Creates a new kgk. This overwrites the previous one.

Returns:	the new kgk
Return type:	bytes

decrypt_kgk(encrypted_kgk, kgk_crypter=None, password=b'', salt=b'')[source]¶

Decrypts kgk blobs. If a crypter is passed it is used. If none is passed a new crypter is created with the salt and password. This takes relatively long. If the encrypted_kgk has a wrong length a new kgk is created.

Parameters:	encrypted_kgk (bytes) – kgk_crypter (Crypter) – password (bytes) – salt (bytes) –

fresh_iv2()[source]¶: Creates a fresh iv for the settings encryption (iv2).

fresh_salt2()[source]¶: Creates a fresh salt for the settings encryption (salt2).

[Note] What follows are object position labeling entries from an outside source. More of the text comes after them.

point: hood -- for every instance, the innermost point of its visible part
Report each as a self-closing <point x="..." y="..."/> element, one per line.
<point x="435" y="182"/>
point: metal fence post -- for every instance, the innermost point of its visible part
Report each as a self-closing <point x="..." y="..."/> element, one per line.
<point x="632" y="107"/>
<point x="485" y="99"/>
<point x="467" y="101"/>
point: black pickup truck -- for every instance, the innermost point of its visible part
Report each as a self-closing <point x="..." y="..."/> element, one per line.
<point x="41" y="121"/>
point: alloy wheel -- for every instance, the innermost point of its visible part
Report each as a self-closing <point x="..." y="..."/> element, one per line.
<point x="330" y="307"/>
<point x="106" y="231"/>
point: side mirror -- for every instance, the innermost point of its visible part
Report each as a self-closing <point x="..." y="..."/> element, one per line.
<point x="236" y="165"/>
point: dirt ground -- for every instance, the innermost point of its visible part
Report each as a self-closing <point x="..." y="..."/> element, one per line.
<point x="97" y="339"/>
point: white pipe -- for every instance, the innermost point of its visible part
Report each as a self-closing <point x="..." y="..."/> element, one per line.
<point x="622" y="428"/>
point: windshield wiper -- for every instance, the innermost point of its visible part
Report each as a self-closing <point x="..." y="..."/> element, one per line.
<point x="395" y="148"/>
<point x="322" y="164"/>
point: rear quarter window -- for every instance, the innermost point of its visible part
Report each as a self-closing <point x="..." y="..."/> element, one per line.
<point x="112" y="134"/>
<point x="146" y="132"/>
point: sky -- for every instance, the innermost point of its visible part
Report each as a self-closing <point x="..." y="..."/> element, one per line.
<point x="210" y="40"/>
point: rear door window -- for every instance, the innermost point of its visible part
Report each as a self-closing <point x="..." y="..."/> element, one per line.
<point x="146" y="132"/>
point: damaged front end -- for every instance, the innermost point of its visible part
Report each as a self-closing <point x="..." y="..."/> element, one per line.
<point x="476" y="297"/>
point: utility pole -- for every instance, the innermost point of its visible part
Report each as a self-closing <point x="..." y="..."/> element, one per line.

get_encrypted_kgk()[source]¶

Returns an encrypted kgk block.

Returns:	kgk block
Return type:	bytes

get_fresh_encrypted_kgk()[source]¶

Returns a new encrypted kgk block with fresh salt2 and iv2. This does not create a new kgk.

Returns:	kgk block
Return type:	bytes

get_iv2()[source]¶

Returns the iv2

Returns:	iv2
Return type:	bytes

get_kgk()[source]¶

Returns the kgk.

Returns:	the kgk
Return type:	bytes

get_kgk_crypter(password, salt)[source]¶

Creates a kgk crypter for the given credentials. This is a very expensive operation.

Parameters:	password (bytes) – salt (bytes) –
Returns:	a kgk crypter
Return type:	Crypter

get_kgk_crypter_salt()[source]¶

Loads the public salt. If there is none it is created and stored.

Returns:

get_salt2()[source]¶

Returns the salt2

Returns:	salt2
Return type:	bytes

has_kgk()[source]¶

Returns true if there is a kgk and a crypter.

Returns:	kgk state
Return type:	bool

reset()[source]¶: Resets the kgk manager.

set_preference_manager(preference_manager)[source]¶

Pass a preference manager to load and store settings locally

Parameters:	preference_manager (PreferenceManager) –

store_local_kgk_block()[source]¶: Stores the local kgk block.

store_salt(salt)[source]¶

Stores the salt using the preference manager.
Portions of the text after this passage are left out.